Yes I like feeding frozen fish - smells less that way. Sardines from Portugal and Scotland are great - stay clear from the ones from Japan. The Pacific sardines spawning grounds are at the coast where Fukushima is and are now showing extremely high Strontium levels - which is a concerns since that gets stored in the bones and sardines are fish that are usually eaten bones and all...

https://peterdobias.com/blogs/blog/11014105-dogs-fed-sardines-show-high-strontium-levels


----------



## kontiki (Apr 6, 2013)

Yes ! My frozen Portugal Sardines for him are only about 4-5 inches long. 

You are so lucky to be able to get these sardines.

I feed them about 1/2 still frozen. They are less stinky and messy that way.

Leave the heads on! (Why would you cut them off?) There are nutrients and things there your dog can get nowhere else.


----------



## asuk (Jan 6, 2017)

kontiki said:


> Yes ! My frozen Portugal Sardines for him are only about 4-5 inches long.
> 
> You are so lucky to be able to get these sardines.
> 
> ...


Thanks! I think you misread my post. I am giving him just the heads. The whole thing is too much for him, perhaps 2-3 meals worth . Lol. I am keeping the flesh for us to eat.


----------



## kontiki (Apr 6, 2013)

I bought a large bag of the frozen sardines when they had them (they don't always have them). I take a few of them out of the bag and put them individually in sandwich baggies so I can quickly get one without having to open the big bag. 

This has become his favorite treat. I give him one about every week or two. What I do if the weather is nice is feed it outside half frozen on the grass so I do not have to worry about smell or cleanup. 
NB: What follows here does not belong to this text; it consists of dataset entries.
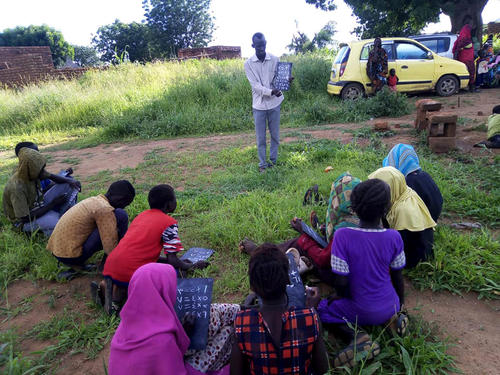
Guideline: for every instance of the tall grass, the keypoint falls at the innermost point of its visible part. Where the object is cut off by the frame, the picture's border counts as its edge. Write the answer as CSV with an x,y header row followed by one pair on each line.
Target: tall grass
x,y
166,99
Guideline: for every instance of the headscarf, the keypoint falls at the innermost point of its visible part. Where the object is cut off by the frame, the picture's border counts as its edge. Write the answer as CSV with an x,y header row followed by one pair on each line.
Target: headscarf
x,y
339,213
408,211
150,338
404,158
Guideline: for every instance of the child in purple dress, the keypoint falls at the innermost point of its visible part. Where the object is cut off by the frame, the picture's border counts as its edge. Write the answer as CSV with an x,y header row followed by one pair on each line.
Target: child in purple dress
x,y
367,263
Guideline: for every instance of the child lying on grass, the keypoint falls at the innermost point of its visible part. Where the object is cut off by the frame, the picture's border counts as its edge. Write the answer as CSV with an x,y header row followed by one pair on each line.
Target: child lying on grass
x,y
149,233
367,263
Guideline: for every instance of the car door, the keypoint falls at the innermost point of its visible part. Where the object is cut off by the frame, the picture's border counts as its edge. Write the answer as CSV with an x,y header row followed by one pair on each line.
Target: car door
x,y
363,61
414,66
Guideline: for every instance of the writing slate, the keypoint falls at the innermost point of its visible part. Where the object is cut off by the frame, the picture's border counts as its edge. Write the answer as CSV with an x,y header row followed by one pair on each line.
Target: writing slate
x,y
195,296
295,290
314,235
282,76
196,254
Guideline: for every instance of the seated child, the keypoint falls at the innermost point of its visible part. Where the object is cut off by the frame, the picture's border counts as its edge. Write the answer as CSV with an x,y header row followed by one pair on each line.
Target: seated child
x,y
493,130
152,340
409,215
149,233
338,215
274,339
405,159
392,80
367,262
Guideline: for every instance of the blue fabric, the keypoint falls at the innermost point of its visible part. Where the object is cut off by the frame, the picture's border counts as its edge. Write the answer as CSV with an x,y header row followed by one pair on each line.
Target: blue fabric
x,y
404,158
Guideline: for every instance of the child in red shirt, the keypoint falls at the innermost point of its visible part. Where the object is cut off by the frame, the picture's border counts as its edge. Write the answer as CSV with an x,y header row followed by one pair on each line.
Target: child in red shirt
x,y
149,233
392,80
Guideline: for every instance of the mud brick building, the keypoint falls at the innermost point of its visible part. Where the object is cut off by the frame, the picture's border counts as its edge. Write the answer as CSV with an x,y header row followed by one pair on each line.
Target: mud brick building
x,y
20,66
214,52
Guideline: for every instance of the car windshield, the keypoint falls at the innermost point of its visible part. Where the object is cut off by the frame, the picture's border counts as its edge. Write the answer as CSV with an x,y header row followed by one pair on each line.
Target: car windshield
x,y
339,59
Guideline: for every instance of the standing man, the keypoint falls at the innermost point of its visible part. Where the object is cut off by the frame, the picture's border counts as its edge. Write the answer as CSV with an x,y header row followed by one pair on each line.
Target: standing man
x,y
266,100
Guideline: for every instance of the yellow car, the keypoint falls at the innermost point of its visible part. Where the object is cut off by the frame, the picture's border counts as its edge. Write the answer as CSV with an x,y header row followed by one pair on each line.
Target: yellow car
x,y
417,67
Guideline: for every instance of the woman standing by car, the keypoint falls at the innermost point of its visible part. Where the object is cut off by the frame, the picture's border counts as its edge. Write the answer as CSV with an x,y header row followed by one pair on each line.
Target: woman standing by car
x,y
463,51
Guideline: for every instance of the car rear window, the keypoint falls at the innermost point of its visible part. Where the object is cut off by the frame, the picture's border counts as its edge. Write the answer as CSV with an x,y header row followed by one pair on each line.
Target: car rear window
x,y
342,55
368,47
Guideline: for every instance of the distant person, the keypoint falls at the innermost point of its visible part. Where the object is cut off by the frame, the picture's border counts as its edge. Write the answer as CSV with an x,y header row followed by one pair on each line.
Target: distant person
x,y
96,223
152,340
463,51
368,263
266,100
409,215
404,158
275,339
25,204
493,130
376,68
392,80
149,233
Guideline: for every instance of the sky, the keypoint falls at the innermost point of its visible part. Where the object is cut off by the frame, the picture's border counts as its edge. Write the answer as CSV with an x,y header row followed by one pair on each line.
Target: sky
x,y
235,20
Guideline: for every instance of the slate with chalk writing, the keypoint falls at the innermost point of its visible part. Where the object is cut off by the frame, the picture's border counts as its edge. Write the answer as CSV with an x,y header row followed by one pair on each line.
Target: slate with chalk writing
x,y
196,254
195,296
282,76
315,236
295,290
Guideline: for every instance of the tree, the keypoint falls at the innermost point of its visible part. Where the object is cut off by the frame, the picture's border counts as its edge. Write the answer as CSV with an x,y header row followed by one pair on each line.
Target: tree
x,y
86,56
39,36
178,24
118,38
405,17
302,44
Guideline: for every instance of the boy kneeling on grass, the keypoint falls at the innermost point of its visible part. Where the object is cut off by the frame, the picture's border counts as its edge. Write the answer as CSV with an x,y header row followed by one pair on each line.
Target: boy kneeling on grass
x,y
367,262
150,232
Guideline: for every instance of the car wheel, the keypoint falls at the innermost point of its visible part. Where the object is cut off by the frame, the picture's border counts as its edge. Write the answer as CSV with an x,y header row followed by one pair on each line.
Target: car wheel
x,y
352,91
447,86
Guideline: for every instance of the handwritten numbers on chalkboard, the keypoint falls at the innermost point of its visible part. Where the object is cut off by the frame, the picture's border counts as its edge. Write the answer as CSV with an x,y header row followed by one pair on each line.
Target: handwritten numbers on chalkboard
x,y
282,76
195,296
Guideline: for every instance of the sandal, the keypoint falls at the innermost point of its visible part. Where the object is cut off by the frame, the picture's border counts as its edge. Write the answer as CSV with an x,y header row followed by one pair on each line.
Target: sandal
x,y
368,349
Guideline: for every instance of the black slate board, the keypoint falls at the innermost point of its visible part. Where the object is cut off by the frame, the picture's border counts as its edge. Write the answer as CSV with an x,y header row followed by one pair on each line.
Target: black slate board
x,y
195,295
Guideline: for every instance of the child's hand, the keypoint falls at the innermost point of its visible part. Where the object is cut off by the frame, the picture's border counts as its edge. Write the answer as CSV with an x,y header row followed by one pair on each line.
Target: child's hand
x,y
201,264
188,321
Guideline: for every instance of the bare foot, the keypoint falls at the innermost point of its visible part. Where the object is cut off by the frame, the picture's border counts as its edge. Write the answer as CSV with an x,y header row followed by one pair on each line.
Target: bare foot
x,y
247,246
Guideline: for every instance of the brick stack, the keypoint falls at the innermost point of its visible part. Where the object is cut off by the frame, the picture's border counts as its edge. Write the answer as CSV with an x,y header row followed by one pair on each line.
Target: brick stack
x,y
214,52
20,66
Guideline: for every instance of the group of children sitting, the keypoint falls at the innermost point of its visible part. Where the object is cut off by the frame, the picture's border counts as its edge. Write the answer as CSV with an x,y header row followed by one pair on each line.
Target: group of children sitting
x,y
374,229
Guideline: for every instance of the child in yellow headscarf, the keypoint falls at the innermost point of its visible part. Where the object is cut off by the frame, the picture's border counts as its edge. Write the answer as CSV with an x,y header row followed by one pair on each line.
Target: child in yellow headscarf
x,y
408,215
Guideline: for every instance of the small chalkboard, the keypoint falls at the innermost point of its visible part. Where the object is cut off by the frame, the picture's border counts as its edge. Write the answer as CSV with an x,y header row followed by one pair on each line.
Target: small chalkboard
x,y
282,76
315,236
295,290
195,296
196,254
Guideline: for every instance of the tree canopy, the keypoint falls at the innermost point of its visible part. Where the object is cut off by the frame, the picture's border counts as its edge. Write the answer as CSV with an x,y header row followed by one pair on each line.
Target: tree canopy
x,y
301,42
406,17
39,36
178,24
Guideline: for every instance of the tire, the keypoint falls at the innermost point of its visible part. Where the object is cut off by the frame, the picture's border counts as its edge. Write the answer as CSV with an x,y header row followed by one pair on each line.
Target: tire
x,y
352,91
447,85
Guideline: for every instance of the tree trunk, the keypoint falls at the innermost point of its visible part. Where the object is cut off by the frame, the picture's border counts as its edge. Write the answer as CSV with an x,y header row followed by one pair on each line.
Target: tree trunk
x,y
459,10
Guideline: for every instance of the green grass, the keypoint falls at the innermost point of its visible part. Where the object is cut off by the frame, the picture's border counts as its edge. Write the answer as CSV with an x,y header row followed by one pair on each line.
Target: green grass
x,y
170,99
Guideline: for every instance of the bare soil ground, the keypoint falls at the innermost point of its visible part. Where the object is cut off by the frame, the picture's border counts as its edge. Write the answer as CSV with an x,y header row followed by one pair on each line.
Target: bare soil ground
x,y
471,323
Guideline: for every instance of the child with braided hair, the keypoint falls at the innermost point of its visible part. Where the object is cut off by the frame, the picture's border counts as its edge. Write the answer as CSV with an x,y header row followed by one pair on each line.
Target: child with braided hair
x,y
367,262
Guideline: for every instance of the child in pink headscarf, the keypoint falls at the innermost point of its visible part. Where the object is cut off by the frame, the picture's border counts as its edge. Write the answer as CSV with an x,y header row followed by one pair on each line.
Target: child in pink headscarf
x,y
151,339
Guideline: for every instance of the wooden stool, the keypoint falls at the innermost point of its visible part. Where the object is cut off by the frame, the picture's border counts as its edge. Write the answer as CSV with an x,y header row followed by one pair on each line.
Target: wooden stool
x,y
442,131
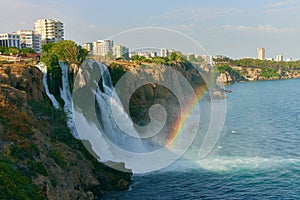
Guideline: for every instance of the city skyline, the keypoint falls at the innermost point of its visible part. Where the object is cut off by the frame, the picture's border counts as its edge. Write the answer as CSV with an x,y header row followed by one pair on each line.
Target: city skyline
x,y
232,28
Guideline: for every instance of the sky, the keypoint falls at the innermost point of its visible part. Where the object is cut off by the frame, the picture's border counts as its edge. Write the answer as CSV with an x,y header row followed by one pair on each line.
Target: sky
x,y
234,28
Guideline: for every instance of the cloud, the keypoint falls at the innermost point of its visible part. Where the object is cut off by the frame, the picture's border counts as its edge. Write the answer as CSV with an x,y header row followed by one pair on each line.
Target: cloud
x,y
281,3
258,29
199,13
283,7
92,26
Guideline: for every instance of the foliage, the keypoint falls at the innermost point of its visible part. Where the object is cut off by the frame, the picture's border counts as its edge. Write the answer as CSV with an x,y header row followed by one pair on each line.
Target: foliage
x,y
116,72
227,68
13,185
37,167
58,120
58,158
15,51
50,60
268,73
174,57
255,63
66,51
192,58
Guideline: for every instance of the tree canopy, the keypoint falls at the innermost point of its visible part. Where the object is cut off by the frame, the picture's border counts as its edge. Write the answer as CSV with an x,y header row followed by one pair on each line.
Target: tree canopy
x,y
66,50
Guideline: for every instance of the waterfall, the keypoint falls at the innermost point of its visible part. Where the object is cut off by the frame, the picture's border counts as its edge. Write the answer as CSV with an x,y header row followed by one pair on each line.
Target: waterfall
x,y
65,94
43,69
106,100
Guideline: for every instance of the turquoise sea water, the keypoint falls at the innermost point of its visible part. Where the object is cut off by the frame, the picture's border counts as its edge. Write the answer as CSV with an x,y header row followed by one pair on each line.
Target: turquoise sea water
x,y
258,156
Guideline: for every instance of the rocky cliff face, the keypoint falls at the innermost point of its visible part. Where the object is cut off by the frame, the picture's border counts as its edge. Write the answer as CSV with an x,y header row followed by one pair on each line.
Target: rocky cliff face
x,y
150,85
254,74
36,146
27,79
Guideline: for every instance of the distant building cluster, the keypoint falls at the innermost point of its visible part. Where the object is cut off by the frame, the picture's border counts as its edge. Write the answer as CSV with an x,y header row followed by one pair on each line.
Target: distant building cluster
x,y
278,57
45,31
106,47
163,52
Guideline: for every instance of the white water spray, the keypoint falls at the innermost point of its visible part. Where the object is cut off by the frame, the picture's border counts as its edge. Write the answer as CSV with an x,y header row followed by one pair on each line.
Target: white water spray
x,y
43,69
65,94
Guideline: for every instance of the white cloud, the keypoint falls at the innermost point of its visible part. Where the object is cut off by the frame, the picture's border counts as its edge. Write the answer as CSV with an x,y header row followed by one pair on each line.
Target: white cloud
x,y
92,26
260,28
283,7
199,13
281,3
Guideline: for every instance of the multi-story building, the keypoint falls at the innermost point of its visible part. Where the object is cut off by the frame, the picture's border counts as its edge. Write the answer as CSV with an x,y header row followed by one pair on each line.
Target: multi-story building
x,y
164,52
10,40
207,59
279,58
29,39
103,47
119,50
88,46
261,53
50,30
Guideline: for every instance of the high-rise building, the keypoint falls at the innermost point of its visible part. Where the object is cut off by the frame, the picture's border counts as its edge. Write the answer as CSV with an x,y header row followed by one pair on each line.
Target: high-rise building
x,y
279,58
10,40
119,50
164,52
261,53
29,39
103,47
50,30
88,46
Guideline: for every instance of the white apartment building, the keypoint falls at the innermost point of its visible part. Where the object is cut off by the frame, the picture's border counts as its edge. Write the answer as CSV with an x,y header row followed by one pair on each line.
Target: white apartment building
x,y
103,47
164,52
119,50
261,53
10,40
279,58
50,30
29,39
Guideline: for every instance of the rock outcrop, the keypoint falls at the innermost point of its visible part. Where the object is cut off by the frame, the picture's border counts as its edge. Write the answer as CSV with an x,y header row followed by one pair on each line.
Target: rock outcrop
x,y
30,141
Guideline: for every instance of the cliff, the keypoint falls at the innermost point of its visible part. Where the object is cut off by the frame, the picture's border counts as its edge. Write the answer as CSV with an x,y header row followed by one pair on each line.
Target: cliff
x,y
39,158
231,74
157,91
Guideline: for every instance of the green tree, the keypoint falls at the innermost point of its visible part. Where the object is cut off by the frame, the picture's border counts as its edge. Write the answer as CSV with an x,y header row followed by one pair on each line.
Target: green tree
x,y
192,58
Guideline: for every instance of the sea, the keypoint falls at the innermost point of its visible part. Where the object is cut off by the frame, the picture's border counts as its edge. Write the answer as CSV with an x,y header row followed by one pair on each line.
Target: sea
x,y
257,157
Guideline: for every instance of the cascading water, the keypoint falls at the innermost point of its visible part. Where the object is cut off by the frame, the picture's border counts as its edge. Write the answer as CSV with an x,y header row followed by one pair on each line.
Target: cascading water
x,y
106,100
65,94
43,69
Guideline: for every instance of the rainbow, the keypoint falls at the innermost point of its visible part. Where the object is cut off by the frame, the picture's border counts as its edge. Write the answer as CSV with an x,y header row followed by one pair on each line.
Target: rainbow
x,y
178,124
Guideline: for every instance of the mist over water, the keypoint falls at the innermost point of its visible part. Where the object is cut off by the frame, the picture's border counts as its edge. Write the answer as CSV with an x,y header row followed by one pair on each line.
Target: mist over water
x,y
257,157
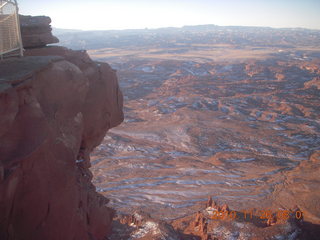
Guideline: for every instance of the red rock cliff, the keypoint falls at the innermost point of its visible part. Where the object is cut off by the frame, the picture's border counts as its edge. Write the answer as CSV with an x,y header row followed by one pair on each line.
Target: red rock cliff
x,y
56,105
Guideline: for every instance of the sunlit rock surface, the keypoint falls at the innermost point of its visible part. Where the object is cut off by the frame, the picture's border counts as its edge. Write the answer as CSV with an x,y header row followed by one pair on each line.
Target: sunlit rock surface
x,y
54,109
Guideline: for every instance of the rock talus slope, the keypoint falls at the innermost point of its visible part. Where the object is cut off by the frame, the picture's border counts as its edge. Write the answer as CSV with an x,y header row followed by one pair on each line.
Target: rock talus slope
x,y
56,105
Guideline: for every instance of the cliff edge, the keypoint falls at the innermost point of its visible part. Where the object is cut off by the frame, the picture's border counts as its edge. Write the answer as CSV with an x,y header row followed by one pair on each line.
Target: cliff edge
x,y
56,105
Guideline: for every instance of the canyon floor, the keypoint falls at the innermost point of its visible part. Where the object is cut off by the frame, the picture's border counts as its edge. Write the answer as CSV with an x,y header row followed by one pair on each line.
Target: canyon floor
x,y
238,124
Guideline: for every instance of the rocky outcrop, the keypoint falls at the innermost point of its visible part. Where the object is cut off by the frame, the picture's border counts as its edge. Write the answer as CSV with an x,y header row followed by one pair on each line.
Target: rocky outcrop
x,y
55,107
36,31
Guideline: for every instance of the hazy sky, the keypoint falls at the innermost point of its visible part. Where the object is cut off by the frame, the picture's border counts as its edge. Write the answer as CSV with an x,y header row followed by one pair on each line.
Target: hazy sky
x,y
124,14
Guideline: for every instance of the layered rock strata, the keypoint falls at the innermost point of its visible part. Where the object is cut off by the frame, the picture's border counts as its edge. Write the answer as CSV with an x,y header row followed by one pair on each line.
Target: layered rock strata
x,y
56,105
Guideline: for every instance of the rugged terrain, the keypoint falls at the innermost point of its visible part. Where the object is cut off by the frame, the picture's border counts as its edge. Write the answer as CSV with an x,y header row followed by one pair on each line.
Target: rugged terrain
x,y
228,112
56,105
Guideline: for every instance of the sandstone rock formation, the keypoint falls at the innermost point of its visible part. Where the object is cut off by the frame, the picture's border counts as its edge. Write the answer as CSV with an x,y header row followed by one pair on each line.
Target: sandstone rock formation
x,y
55,107
36,31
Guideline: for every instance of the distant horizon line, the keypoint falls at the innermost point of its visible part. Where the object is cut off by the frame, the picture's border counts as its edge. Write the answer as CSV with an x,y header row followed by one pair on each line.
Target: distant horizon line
x,y
184,26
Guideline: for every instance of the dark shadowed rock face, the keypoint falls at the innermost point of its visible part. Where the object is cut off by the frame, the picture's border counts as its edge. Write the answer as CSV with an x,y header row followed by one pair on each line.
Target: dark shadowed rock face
x,y
56,105
36,31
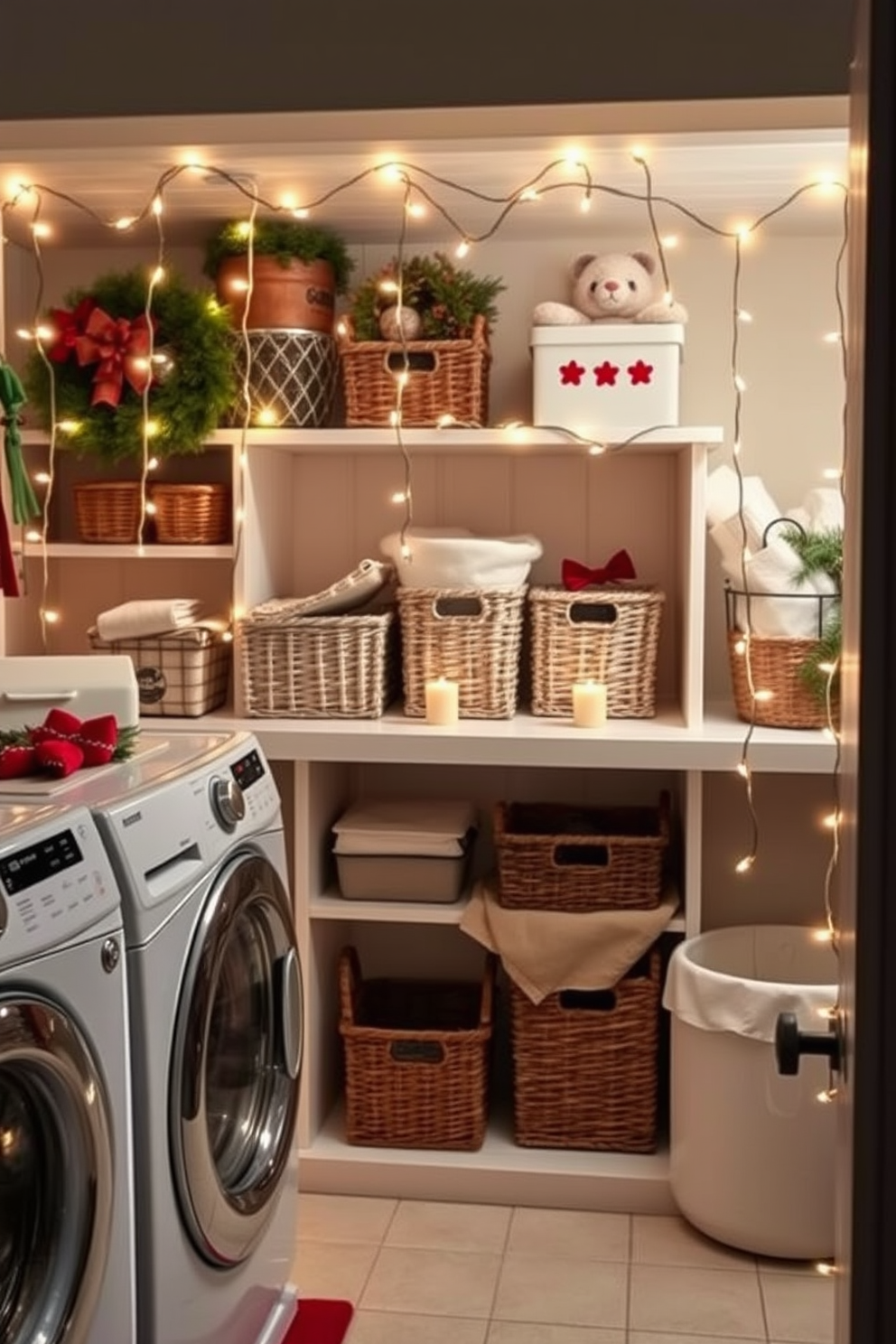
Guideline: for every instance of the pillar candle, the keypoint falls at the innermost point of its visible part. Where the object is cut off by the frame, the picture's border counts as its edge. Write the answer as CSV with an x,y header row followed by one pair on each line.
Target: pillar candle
x,y
589,705
443,702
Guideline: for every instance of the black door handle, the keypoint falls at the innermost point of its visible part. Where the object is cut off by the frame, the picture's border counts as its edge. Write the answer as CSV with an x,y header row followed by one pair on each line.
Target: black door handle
x,y
791,1043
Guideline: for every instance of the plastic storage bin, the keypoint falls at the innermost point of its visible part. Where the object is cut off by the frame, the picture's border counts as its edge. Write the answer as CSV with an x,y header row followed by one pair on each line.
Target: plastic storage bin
x,y
752,1153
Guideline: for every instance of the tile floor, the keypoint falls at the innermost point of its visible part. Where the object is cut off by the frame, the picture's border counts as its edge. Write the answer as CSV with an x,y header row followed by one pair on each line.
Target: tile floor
x,y
422,1273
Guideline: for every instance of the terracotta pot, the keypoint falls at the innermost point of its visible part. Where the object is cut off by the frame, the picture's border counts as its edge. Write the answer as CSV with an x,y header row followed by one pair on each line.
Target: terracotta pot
x,y
298,296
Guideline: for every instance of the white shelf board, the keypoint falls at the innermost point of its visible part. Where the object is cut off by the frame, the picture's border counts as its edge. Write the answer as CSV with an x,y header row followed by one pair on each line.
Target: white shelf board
x,y
500,1173
83,551
332,906
659,743
462,440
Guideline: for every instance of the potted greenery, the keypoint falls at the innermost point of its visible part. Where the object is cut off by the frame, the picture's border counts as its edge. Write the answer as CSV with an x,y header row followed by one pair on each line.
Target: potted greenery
x,y
101,357
297,272
435,341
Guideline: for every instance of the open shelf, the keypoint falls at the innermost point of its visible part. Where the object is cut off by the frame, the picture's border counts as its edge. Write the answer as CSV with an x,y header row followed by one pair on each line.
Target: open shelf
x,y
499,1173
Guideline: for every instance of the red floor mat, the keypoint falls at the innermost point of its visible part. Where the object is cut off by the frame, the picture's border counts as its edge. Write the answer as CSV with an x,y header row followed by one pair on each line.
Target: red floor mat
x,y
320,1321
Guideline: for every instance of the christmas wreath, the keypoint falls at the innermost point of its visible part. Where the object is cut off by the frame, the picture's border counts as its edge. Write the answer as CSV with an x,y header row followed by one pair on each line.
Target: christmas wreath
x,y
104,351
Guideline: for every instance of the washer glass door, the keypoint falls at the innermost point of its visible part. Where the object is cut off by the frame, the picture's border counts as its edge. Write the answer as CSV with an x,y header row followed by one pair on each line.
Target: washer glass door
x,y
55,1176
236,1068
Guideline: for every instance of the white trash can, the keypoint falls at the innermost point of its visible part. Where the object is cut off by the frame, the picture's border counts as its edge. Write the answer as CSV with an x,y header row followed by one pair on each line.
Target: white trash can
x,y
752,1152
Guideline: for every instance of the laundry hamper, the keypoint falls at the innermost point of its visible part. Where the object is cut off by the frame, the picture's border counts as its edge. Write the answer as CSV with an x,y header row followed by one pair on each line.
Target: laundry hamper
x,y
752,1153
416,1058
584,1065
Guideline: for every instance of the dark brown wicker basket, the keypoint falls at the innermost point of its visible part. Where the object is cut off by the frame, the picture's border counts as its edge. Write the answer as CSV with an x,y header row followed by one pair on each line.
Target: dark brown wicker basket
x,y
584,1065
443,378
555,856
416,1059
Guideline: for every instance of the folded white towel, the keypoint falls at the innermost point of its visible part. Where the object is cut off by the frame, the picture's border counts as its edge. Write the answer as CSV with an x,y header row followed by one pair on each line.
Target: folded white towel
x,y
135,620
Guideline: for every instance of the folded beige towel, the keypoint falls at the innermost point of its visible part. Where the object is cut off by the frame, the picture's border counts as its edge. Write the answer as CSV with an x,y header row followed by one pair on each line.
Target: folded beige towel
x,y
546,950
159,616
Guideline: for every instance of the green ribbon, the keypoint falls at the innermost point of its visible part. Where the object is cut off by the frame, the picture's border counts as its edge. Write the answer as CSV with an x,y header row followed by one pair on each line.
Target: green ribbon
x,y
24,506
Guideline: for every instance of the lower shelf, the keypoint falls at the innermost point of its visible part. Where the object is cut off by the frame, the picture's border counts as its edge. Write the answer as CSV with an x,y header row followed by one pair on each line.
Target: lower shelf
x,y
499,1173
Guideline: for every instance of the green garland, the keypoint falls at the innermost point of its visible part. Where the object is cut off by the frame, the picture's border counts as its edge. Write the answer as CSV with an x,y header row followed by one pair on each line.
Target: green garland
x,y
187,406
446,299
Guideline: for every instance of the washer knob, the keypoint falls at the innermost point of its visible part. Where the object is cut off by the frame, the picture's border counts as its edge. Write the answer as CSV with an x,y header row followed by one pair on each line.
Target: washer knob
x,y
228,803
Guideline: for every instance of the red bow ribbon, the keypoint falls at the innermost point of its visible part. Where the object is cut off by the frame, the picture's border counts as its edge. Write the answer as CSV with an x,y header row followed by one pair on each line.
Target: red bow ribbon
x,y
617,569
121,347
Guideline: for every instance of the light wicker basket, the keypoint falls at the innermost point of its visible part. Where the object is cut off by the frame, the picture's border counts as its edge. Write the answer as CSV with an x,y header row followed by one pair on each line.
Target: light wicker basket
x,y
191,515
607,635
107,512
586,1065
555,856
445,378
416,1059
471,636
184,674
317,667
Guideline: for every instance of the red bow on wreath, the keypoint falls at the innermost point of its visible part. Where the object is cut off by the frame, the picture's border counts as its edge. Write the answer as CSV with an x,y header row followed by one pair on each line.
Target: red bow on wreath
x,y
617,569
62,745
121,347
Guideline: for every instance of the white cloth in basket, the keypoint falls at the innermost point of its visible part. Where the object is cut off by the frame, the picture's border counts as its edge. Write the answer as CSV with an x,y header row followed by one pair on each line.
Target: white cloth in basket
x,y
156,616
453,558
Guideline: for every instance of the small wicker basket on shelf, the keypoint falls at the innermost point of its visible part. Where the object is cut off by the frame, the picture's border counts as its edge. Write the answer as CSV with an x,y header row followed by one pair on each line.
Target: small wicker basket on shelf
x,y
584,1065
555,856
443,378
471,636
416,1059
191,515
606,635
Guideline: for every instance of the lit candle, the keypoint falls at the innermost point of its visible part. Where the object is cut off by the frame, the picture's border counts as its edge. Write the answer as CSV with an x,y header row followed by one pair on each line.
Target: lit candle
x,y
589,705
443,702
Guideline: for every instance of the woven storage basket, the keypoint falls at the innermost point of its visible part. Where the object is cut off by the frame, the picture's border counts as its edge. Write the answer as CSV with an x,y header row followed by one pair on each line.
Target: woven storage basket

Plus I recently read that our dogs actually get healthy soil based organisms from the ground, which apparently where some probiotics come from. One thing I read is that when dogs pull up grass they are eating the soil based organisms on the roots. 

If I had a smaller dog I would simply chop it into parts while frozen and stick the other parts back in the freezer. Each part has different nutrients.

asuk, I am curious how you are fixing them for yourself? I usually eat the smaller canned ones if I am having sardines. Do you have to de-bone them?


----------